Fortunes changed for the club on November 12, with Cincinnati visiting the Chicago Cardinals at Wrigley Field. On the third play from scrimmage, Cincinnati back Lew Pope popped off a 46-yard touchdown run, and despite a 0-for-2 passing day the Reds would hold on to win, 12–9. They would finish the season winning three games out of four, posting victories over the Portsmouth Spartans — a franchise soon to be sold and moved to Detroit — and a rematch with the Brooklyn Dodgers.

The final game against Brooklyn was a highpoint of the season for Reds fans, when 5'6" halfback Gilbert "Frenchy" LeFebvre ran back a punt 98 yards for one of the three touchdowns Cincinnati would score in the 1933 season. The Reds beat the Dodgers at home, 10 to 0.

==Standings==

NFL Western Division
| view; talk; edit; | W | L | T | PCT | DIV | PF | PA | STK |
| Chicago Bears | 10 | 2 | 1 | .833 | 7–0 | 133 | 82 | W4 |
| Portsmouth Spartans | 6 | 5 | 0 | .545 | 3–4 | 128 | 87 | L3 |
| Green Bay Packers | 5 | 7 | 1 | .417 | 2–4 | 170 | 107 | L1 |
| Cincinnati Reds | 3 | 6 | 1 | .333 | 2–2 | 38 | 110 | W1 |
| Chicago Cardinals | 1 | 9 | 1 | .100 | 1–5 | 52 | 101 | T1 |

==NFL records==

The National Football League began collecting and retaining game statistics only in 1932. Consequently, the league's official records start only from this point, perhaps accidentally absolving the miserable seasons of one or more pioneering teams.
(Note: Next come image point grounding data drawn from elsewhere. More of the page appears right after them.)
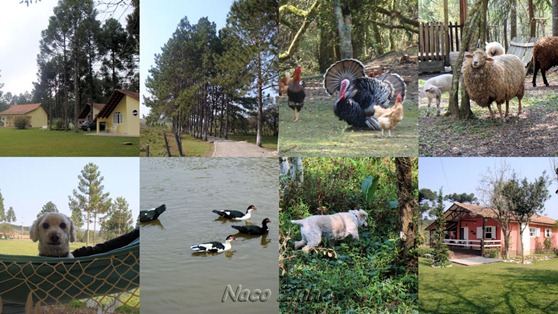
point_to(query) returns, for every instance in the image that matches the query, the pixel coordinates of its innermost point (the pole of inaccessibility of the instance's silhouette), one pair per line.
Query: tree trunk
(513, 19)
(408, 206)
(469, 28)
(260, 101)
(532, 22)
(344, 26)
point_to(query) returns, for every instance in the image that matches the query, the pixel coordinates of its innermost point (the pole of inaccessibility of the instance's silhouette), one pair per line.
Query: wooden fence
(432, 45)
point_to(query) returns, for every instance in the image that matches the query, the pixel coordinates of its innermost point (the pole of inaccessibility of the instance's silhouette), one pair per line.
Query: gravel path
(228, 148)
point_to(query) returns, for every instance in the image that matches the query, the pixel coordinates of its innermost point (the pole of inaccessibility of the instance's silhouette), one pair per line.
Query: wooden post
(167, 144)
(482, 236)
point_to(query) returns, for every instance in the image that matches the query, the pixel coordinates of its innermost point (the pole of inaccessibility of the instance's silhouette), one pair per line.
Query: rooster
(284, 84)
(296, 93)
(389, 118)
(359, 94)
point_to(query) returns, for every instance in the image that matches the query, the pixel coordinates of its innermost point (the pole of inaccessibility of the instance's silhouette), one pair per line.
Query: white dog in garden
(334, 227)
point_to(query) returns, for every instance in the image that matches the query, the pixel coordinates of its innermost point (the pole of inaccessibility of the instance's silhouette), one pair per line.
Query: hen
(296, 93)
(389, 118)
(358, 94)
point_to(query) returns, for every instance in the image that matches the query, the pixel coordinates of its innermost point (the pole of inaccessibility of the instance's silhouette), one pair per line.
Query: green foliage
(21, 122)
(363, 275)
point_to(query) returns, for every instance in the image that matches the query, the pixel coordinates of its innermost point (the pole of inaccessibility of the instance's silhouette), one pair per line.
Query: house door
(464, 233)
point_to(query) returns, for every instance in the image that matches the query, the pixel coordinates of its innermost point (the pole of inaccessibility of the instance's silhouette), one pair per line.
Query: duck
(235, 214)
(151, 214)
(214, 246)
(254, 230)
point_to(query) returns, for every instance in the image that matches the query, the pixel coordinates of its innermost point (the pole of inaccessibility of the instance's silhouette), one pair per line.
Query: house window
(117, 117)
(489, 232)
(534, 232)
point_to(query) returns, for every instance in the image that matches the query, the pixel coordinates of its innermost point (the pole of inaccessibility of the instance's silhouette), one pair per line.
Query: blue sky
(20, 33)
(27, 184)
(462, 175)
(159, 21)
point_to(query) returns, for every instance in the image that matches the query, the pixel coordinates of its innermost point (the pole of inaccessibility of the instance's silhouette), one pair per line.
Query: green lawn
(26, 247)
(36, 142)
(320, 133)
(492, 288)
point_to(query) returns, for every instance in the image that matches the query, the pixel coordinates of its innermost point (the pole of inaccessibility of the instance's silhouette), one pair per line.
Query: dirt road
(227, 148)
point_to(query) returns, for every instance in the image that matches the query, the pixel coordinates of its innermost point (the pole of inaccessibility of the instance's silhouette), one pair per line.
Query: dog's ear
(34, 231)
(72, 231)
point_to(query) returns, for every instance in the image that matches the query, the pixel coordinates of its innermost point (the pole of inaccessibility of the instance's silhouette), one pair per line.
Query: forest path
(228, 148)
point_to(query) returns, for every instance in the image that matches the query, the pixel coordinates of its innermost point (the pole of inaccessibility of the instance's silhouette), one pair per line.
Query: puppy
(333, 227)
(54, 231)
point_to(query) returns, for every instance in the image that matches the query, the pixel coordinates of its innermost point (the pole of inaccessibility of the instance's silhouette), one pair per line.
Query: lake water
(176, 280)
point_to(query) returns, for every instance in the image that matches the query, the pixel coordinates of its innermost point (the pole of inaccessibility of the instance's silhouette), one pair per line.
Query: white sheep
(434, 87)
(496, 79)
(494, 49)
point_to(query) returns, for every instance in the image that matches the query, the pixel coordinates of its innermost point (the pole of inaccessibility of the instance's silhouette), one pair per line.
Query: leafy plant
(21, 122)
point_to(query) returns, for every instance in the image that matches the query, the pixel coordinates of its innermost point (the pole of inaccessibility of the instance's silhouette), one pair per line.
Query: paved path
(228, 148)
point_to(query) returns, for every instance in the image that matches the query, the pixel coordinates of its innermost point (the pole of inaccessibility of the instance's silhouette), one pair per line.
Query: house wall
(130, 123)
(38, 118)
(473, 224)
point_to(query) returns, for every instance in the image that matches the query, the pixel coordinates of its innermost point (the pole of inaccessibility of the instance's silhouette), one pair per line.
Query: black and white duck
(235, 214)
(254, 230)
(213, 247)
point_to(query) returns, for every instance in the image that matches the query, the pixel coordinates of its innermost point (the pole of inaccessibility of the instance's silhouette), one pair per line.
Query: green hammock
(61, 280)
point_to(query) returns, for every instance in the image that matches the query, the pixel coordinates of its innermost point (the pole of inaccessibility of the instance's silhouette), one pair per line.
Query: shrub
(59, 123)
(21, 122)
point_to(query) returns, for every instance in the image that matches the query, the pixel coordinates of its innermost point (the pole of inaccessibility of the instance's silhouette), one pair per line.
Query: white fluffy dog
(54, 231)
(333, 227)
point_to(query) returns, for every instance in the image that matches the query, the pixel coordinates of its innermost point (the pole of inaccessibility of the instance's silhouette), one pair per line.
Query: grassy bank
(37, 142)
(491, 288)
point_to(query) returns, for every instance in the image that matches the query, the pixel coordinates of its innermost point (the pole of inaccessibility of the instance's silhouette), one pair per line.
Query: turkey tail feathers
(397, 84)
(345, 69)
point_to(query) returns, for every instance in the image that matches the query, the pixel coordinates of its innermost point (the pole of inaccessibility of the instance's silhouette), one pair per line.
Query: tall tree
(408, 205)
(89, 199)
(49, 207)
(525, 199)
(491, 194)
(255, 22)
(118, 220)
(440, 252)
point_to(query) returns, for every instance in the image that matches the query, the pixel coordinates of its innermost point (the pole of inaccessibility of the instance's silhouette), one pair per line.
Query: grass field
(320, 133)
(38, 143)
(26, 247)
(492, 288)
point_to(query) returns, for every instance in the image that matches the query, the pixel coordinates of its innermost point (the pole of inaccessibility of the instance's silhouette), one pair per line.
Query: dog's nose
(54, 238)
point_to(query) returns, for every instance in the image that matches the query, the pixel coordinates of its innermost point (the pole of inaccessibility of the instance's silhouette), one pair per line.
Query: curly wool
(545, 56)
(499, 80)
(494, 49)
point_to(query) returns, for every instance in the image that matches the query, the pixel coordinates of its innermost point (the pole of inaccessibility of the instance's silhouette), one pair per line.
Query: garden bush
(21, 122)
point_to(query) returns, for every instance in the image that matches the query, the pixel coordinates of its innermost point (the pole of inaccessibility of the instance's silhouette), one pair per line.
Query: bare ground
(228, 148)
(533, 133)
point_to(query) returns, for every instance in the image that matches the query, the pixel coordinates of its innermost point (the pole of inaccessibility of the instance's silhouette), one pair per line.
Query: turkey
(295, 93)
(358, 94)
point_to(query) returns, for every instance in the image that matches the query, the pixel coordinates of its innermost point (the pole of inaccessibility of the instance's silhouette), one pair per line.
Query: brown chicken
(389, 118)
(296, 93)
(284, 84)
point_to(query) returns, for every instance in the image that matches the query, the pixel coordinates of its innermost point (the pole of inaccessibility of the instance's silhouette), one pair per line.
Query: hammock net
(108, 281)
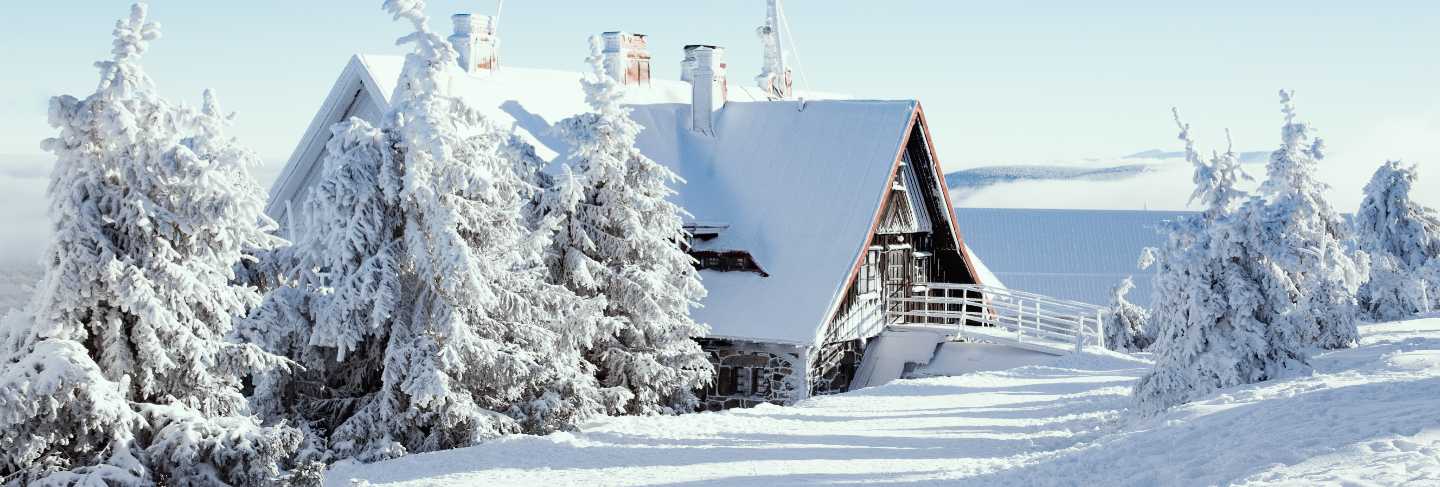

With that fact acknowledged, the 1933 Cincinnati Reds managed to set a number of league records for futility that remain on the books nearly a century later.

In addition to their informal record for smallest paid crowd at an NFL game (about 300), the 1933 Reds continue to hold official NFL records for Fewest Yards Gained in a Season (1,150), Fewest First Downs in a Season (51), Fewest Points Scored in a Full Season (38), Fewest Touchdowns Scored in a Season (3), Fewest Passes Attempted in a Season (102), Fewest Passes Completed in a Season (25), Fewest Touchdown Passes in a season (0), as well as Most Punts in a Game (17).

None of these records seem likely to be broken by a team in the modern era of the NFL, insuring a unique place for the 1933 Cincinnati Reds in league history.

==Roster==

Cincinnati's guards of 1933 (left to right): Lester "Wimpy" Caywood, Tom Blondin, Hilary "Biff" Lee, Ross "Rosie" Grant.

Ends
- Chuck Braidwood
- Joe Crakes ‡
- Hal Hilpirt †
- Jim Mooney ‡
- Dick Powell †
- Kermit Schmidt
- Cookie Tackwell

Tackles
- Lloyd Burdick †‡
- John Burleson
- Sonny Doell
- Leo Draveling
- George Munday †‡

Guards
- Tom Blondin
- Les "Wimpy" Caywood †‡
- Rosie Grant
- Biff Lee †‡

Centers
- Frank Abruzzino †
- Mil Berner
- John Rogers ‡

Blocking Backs
- Algy Clark ‡
- Don Moses
- Lee "Brute" Mulleneaux †
- Bill Senn
- Ossie Wiberg

Halfbacks
- "Jarring Jim" Bausch
- Fait Elkins †
- Gil LeFebvre
- Mike Palm ‡
- Seaman "Cob" Squyres
- Blake Workman †

Fullbacks
- Lester "Red" Corzine ‡
- Lew Pope †‡

 † — denotes Game 1 starter; ‡ — denotes Game 10 starter.